I assume that when I drag a PDF of my compiled draft into the Scrivener binder it makes a static copy of it and puts it in the project package.
When I recompile, that copy does not change, and so updates are not reflected in the included PDF.
Is it possible to make that document dynamically link to the updated PDF, so that I could simultaneously view the draft text and the compiled file in split screens? Or is there some other way of effecting this?
This would be very useful to me debugging the Multimarkdown --> LaTeX compile process, for example. It would be really nice if the PDF automagically updated in my Scrivener view of it.
(Just to be clear, what I want is access to the PDF that is generated by converting the LaTeX file that is compiled by Scrivener.
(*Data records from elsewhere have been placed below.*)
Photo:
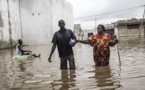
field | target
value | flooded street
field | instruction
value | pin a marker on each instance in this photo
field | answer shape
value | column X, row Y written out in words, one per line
column 39, row 74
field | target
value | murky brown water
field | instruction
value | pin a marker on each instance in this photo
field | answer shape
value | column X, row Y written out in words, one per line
column 38, row 74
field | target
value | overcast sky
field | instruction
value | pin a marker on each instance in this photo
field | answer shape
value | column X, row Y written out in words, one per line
column 83, row 8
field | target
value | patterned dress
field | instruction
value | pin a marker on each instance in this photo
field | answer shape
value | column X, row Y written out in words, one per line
column 101, row 49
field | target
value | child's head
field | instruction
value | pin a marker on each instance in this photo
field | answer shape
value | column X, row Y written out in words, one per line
column 20, row 41
column 101, row 28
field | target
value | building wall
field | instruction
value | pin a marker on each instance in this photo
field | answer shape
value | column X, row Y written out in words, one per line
column 33, row 21
column 123, row 31
column 4, row 28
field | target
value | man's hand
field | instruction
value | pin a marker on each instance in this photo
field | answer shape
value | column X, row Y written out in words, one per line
column 116, row 41
column 49, row 59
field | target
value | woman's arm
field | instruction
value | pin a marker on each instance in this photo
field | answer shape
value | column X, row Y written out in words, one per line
column 84, row 41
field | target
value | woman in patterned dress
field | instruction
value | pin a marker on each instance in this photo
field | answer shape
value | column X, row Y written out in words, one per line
column 101, row 43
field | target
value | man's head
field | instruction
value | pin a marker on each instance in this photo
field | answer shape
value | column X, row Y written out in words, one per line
column 20, row 41
column 61, row 24
column 101, row 29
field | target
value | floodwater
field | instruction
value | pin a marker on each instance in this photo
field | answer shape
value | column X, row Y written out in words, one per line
column 128, row 73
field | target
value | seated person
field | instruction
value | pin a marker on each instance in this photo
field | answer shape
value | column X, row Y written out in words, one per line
column 21, row 52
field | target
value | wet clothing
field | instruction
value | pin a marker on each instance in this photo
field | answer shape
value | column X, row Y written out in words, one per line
column 61, row 39
column 18, row 51
column 63, row 64
column 101, row 49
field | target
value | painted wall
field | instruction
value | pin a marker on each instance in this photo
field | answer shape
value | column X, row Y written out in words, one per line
column 33, row 21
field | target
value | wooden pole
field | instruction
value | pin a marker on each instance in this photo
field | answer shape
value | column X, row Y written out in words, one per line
column 9, row 21
column 95, row 26
column 118, row 46
column 142, row 23
column 21, row 33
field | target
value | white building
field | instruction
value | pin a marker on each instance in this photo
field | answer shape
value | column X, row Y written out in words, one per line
column 33, row 21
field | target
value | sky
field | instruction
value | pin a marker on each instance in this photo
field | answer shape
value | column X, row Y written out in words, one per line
column 85, row 8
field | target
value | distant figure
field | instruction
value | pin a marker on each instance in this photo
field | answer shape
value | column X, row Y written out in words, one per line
column 82, row 34
column 101, row 43
column 21, row 52
column 61, row 39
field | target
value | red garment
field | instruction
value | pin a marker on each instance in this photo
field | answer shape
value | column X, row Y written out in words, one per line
column 101, row 50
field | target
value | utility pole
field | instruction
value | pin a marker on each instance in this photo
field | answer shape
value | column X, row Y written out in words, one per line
column 95, row 26
column 21, row 33
column 142, row 23
column 9, row 21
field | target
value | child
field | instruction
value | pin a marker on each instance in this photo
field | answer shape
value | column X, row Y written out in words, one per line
column 21, row 52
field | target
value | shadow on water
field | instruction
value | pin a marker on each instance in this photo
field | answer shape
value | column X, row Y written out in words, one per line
column 66, row 82
column 38, row 74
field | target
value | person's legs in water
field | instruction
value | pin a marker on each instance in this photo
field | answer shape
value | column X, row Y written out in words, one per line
column 63, row 63
column 71, row 62
column 30, row 53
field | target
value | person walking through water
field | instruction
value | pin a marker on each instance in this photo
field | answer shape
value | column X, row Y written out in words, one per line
column 100, row 43
column 61, row 39
column 21, row 52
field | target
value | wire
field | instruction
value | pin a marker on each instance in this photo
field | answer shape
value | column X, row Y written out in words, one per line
column 110, row 12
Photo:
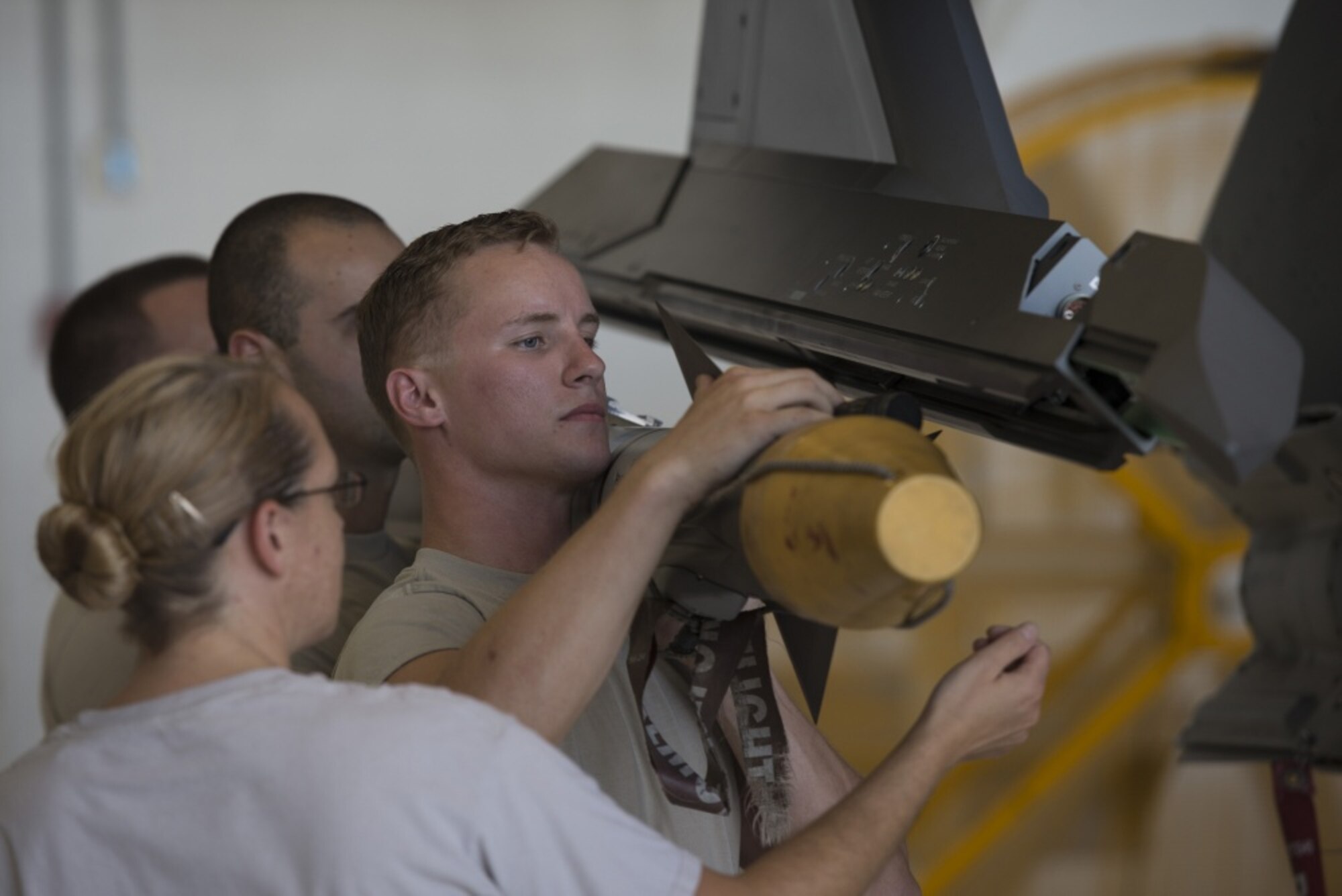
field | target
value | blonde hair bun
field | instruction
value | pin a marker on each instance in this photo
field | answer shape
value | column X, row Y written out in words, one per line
column 88, row 552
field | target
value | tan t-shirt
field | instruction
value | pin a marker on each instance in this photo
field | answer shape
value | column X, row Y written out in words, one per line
column 444, row 600
column 372, row 563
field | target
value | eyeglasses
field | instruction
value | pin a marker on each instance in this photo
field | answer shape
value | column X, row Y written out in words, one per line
column 347, row 493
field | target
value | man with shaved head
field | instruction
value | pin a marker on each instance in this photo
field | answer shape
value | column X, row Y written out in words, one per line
column 285, row 281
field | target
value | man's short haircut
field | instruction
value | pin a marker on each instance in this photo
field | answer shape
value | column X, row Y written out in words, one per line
column 250, row 282
column 105, row 332
column 411, row 305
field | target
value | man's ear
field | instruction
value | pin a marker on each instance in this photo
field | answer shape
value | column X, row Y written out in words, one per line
column 253, row 345
column 268, row 536
column 417, row 399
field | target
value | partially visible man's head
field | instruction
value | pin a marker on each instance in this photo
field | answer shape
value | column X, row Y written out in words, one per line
column 285, row 281
column 485, row 332
column 127, row 319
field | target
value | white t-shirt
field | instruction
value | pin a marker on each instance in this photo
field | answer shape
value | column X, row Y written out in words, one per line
column 272, row 783
column 444, row 600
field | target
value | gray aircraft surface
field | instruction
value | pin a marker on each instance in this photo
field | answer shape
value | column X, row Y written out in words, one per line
column 854, row 202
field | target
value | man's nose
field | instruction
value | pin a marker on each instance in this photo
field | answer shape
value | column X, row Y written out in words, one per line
column 586, row 364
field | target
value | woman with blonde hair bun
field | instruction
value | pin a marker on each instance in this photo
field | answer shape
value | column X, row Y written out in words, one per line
column 202, row 497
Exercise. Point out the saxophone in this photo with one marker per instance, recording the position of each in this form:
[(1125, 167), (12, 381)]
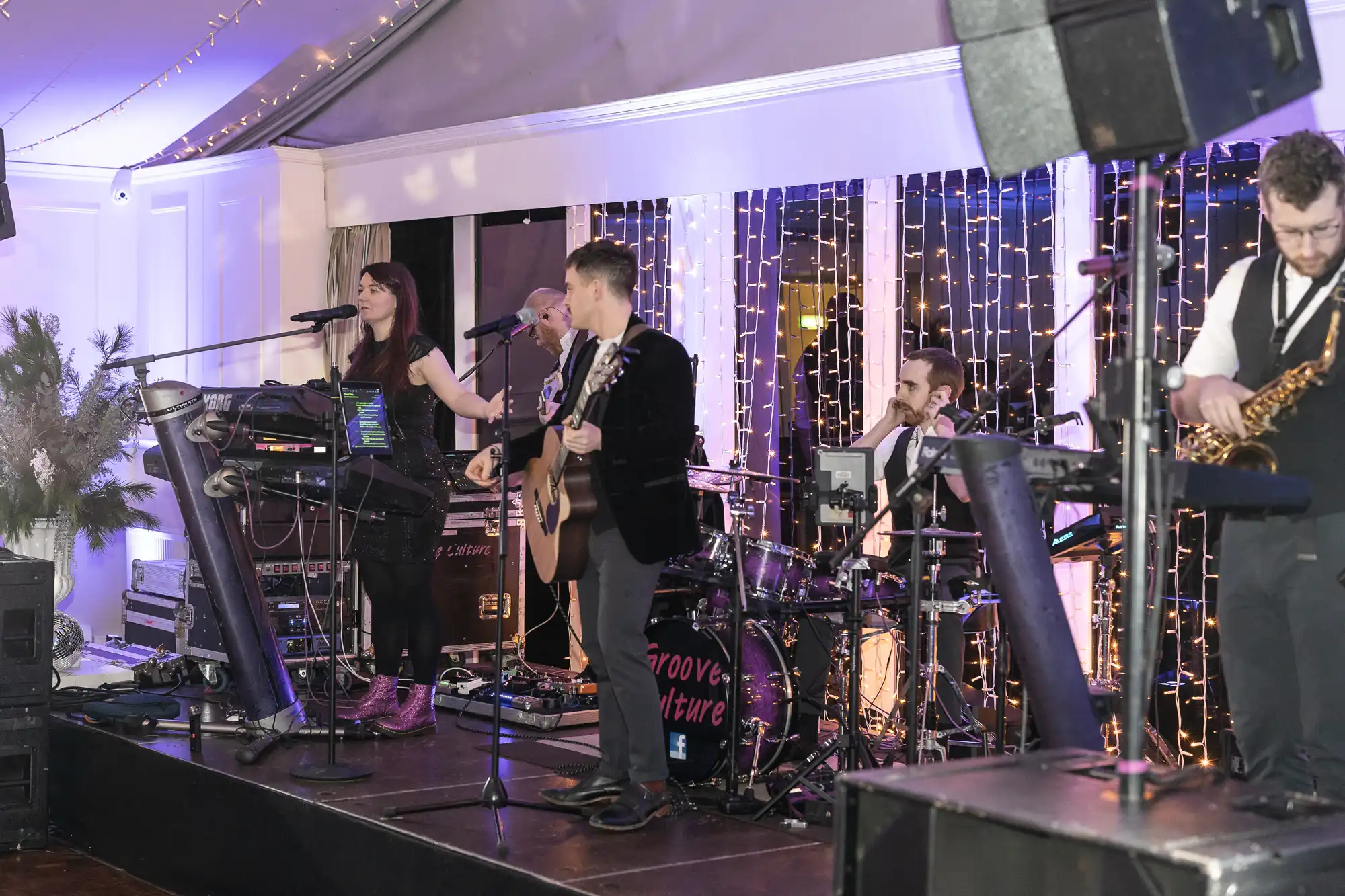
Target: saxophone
[(1208, 446)]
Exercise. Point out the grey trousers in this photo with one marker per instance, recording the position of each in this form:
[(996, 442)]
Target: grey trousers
[(615, 596), (1282, 643)]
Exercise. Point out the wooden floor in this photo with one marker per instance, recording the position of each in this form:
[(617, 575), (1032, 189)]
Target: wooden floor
[(63, 870)]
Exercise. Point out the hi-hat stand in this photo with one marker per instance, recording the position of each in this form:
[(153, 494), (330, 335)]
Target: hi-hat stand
[(272, 708), (735, 802)]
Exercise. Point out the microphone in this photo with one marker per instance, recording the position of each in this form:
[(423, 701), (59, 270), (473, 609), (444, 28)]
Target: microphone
[(323, 315), (1059, 420), (1124, 263), (524, 318), (954, 413)]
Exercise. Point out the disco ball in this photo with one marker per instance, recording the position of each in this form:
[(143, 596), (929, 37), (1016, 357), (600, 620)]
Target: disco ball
[(67, 643)]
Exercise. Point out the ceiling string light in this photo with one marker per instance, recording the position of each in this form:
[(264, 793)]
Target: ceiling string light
[(189, 60), (189, 149)]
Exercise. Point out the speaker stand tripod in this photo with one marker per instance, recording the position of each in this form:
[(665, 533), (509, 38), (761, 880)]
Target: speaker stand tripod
[(849, 743)]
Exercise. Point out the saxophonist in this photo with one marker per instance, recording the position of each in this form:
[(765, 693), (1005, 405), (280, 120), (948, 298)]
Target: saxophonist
[(1281, 607)]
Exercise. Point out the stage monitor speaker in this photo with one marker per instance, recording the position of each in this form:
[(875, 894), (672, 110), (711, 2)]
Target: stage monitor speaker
[(1048, 823), (24, 776), (1125, 79), (28, 602), (6, 206)]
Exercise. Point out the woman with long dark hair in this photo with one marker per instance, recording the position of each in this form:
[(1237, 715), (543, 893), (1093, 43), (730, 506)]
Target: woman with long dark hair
[(397, 555)]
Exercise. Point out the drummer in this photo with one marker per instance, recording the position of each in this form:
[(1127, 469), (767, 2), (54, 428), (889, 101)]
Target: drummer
[(929, 380)]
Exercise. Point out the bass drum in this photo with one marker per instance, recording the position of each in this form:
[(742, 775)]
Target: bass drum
[(692, 663)]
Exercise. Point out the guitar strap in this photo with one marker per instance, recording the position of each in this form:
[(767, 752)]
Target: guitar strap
[(601, 405)]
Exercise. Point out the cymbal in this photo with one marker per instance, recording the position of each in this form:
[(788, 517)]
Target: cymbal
[(743, 474), (707, 482), (934, 533)]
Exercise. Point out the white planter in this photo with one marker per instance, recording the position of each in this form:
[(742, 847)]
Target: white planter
[(49, 540)]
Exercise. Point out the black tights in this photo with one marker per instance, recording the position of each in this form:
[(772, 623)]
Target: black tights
[(404, 616)]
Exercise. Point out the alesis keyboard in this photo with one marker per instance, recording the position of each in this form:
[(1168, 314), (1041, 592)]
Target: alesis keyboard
[(1091, 478), (362, 483)]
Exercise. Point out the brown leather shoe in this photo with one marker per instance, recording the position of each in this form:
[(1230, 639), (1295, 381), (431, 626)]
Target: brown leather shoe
[(634, 809), (591, 788)]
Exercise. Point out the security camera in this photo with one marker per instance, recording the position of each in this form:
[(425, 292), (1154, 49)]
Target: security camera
[(122, 188)]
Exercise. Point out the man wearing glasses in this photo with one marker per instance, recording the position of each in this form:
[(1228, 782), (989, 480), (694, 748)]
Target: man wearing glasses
[(1281, 603), (553, 333)]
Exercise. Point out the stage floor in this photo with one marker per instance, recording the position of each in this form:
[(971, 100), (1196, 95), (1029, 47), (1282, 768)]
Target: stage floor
[(147, 805)]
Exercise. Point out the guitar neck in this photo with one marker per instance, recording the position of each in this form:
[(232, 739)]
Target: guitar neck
[(575, 421)]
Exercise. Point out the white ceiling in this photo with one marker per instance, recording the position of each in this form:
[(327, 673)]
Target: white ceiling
[(65, 61)]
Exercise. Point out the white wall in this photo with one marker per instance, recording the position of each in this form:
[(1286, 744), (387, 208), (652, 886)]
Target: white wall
[(204, 252), (875, 119)]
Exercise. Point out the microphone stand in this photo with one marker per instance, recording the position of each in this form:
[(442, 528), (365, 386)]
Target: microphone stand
[(494, 795), (909, 491), (142, 364)]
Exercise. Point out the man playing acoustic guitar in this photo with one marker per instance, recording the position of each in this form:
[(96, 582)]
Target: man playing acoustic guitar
[(637, 435)]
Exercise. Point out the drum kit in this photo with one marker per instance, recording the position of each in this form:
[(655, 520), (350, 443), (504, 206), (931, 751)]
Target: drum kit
[(692, 642)]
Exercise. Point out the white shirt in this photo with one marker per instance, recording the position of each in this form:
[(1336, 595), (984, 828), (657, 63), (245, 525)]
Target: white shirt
[(567, 343), (552, 385), (1215, 352), (883, 454)]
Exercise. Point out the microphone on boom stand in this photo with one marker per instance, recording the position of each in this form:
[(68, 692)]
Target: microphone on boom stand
[(1048, 423)]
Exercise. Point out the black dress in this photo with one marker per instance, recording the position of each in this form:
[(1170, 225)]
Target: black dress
[(416, 454)]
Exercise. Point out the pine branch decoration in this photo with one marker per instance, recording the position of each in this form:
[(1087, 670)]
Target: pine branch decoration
[(61, 435)]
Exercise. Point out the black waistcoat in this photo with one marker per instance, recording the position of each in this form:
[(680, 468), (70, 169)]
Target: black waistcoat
[(957, 516), (1308, 442)]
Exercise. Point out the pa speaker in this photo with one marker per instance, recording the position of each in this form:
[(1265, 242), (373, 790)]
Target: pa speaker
[(28, 600), (1125, 79), (6, 206)]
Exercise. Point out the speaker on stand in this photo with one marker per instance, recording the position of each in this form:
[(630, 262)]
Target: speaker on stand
[(28, 604)]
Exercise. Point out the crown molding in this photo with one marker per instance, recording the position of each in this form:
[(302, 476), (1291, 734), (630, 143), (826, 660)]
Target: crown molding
[(48, 171), (216, 165), (668, 106)]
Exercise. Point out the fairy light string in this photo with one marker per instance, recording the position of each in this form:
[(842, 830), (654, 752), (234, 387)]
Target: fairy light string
[(217, 25)]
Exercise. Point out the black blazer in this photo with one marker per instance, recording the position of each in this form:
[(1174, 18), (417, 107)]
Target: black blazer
[(649, 427), (572, 361)]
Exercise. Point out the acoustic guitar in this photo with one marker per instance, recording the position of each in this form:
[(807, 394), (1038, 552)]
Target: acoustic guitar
[(559, 501)]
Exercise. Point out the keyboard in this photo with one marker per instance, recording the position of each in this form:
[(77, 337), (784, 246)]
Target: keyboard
[(1091, 478), (290, 411), (362, 483)]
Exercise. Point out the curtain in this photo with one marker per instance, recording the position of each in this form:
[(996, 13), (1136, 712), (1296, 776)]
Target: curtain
[(352, 249)]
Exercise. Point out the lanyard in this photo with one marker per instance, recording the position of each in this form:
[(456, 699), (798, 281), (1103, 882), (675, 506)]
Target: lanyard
[(1274, 358)]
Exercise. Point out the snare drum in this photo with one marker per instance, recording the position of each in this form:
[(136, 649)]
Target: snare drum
[(692, 663), (775, 572), (712, 564)]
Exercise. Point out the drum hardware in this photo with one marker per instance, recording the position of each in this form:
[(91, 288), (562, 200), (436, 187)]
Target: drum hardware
[(757, 749), (734, 802), (849, 743)]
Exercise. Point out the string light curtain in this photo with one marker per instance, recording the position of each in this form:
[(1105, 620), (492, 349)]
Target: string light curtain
[(977, 275), (1211, 218), (820, 352), (761, 233), (645, 227)]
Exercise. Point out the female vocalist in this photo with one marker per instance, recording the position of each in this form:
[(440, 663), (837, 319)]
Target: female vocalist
[(397, 556)]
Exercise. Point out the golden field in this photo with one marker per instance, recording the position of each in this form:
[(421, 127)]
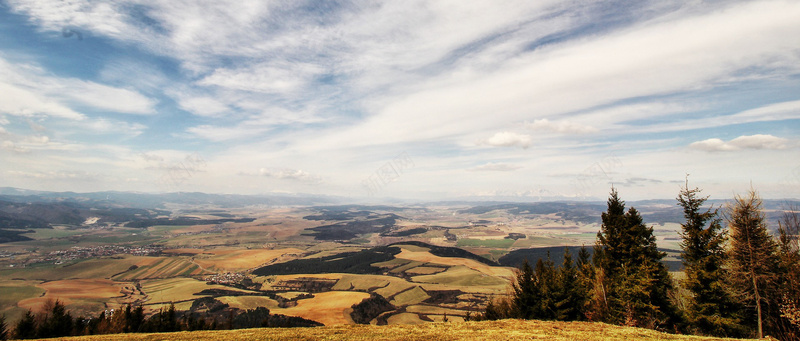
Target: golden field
[(486, 330)]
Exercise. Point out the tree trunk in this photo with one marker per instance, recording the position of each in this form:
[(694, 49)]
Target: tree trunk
[(758, 307)]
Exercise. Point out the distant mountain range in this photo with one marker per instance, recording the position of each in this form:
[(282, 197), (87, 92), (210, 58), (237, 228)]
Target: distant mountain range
[(22, 210)]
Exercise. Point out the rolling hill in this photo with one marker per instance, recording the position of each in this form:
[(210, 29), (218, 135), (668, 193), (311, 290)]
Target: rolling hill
[(485, 330)]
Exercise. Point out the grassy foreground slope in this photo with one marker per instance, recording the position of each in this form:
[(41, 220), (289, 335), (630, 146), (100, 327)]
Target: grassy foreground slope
[(486, 330)]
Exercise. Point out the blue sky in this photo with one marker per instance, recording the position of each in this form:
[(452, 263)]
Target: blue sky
[(420, 100)]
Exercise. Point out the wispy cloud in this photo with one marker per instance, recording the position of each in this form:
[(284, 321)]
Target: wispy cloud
[(288, 174), (507, 139), (285, 82), (742, 142), (495, 167), (561, 127)]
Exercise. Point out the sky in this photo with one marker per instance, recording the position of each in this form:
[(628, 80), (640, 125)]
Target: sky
[(423, 100)]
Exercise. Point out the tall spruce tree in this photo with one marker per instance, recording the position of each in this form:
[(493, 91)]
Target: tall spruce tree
[(527, 299), (3, 328), (711, 308), (26, 327), (753, 254), (788, 293), (634, 283), (569, 298)]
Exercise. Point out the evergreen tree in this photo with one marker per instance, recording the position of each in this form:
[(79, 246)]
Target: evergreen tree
[(569, 298), (788, 298), (26, 327), (3, 328), (633, 285), (526, 300), (58, 322), (753, 254), (586, 278), (711, 308)]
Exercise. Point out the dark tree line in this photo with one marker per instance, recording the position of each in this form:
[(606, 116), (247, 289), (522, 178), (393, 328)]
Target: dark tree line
[(739, 282), (55, 321)]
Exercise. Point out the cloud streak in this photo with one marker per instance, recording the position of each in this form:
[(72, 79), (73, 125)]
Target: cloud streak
[(756, 142)]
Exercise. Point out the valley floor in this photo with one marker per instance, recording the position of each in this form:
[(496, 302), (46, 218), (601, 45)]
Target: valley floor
[(485, 330)]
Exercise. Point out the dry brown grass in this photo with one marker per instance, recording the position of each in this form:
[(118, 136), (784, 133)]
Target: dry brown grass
[(328, 308), (235, 260), (69, 291), (488, 330), (426, 257)]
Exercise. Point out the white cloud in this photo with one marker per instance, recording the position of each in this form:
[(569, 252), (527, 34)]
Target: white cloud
[(203, 106), (290, 174), (508, 139), (561, 127), (27, 90), (275, 77), (11, 146), (495, 167), (56, 175), (742, 142), (102, 97)]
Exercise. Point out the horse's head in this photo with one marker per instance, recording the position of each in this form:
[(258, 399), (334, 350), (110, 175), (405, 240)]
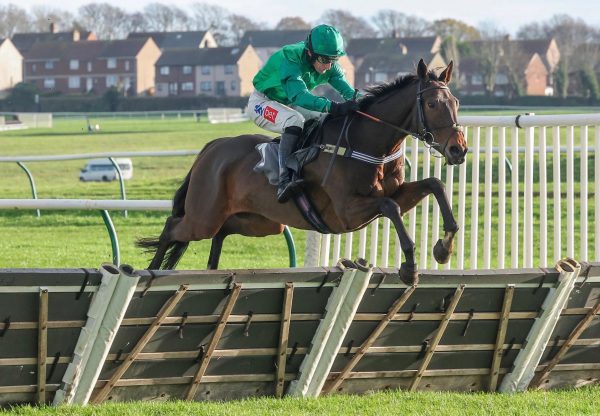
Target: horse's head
[(437, 115)]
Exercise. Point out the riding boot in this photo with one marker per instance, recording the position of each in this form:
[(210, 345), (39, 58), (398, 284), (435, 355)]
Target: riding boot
[(287, 185)]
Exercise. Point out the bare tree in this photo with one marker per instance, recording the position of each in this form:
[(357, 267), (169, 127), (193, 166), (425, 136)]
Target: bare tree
[(490, 52), (214, 18), (390, 23), (460, 31), (13, 20), (292, 23), (240, 24), (162, 18), (43, 16), (103, 19), (349, 25)]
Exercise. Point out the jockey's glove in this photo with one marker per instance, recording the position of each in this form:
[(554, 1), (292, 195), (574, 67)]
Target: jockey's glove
[(340, 109)]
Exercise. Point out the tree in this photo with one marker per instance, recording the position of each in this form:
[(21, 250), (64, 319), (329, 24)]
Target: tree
[(239, 25), (13, 19), (214, 18), (43, 16), (111, 97), (163, 18), (349, 25), (391, 23), (103, 19), (22, 97), (460, 31), (292, 23)]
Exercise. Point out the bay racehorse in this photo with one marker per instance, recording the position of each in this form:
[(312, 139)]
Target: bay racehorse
[(222, 194)]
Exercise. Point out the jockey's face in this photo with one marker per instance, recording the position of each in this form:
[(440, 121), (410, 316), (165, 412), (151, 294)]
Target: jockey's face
[(321, 66)]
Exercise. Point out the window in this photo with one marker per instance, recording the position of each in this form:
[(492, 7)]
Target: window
[(49, 83), (501, 79), (74, 82), (111, 81), (380, 77), (206, 86)]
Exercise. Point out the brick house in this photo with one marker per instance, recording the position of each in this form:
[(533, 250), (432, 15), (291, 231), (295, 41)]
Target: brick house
[(517, 62), (92, 66), (11, 66), (171, 40), (221, 71)]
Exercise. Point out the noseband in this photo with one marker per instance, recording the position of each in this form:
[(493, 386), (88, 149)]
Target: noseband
[(423, 133)]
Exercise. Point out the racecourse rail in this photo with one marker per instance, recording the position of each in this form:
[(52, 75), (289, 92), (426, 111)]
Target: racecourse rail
[(515, 149)]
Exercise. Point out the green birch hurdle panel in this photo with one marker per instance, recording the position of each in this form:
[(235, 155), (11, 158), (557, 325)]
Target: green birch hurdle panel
[(230, 334)]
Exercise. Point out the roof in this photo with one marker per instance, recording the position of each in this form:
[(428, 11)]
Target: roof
[(203, 56), (168, 40), (85, 50), (272, 38), (24, 41), (362, 46)]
I understand that I need to manually do the LaTeX --> PDF conversion outside Scrivener).
You can do this if you use a symlink and always overwrite the same compiled PDF (so you may want to make a backup copy before you overwrite it).
Run the compile and save the PDF.
Create a symbolic link to that PDF (it must be a symbolic link, not just an alias).
Rename the symlink file and give it the regular .pdf extension (cutting off “symlink”)–you may need to move it to another folder to do this, if it’s in the same location as the original file.
Import the symlink file into Scrivener. It will act like a regular PDF since you changed the extension.
When you next compile, overwrite the original compiled PDF.
You can then reload the symlinked PDF in Scrivener (hit the refresh button in the footer if you have it open at the time) and it will reflect the changes.
Notes on this–
If you use Scrivener to backup your project as a zip file, it will resolve the link and so you will have in the backup the compiled PDF at the time of the backup.
If you move your project to different computers, the link of course will not work unless the file you’re pointing to exists on both computers in the same location (so you could probably achieve this with Dropbox or a similar application, if you stored your compiled PDF there).
Extra note–I don’t use LaTeX or have to deal with any of that conversion, so you may have another step in there. The main point is that you need to overwrite the single PDF file so that you don’t break the symlink.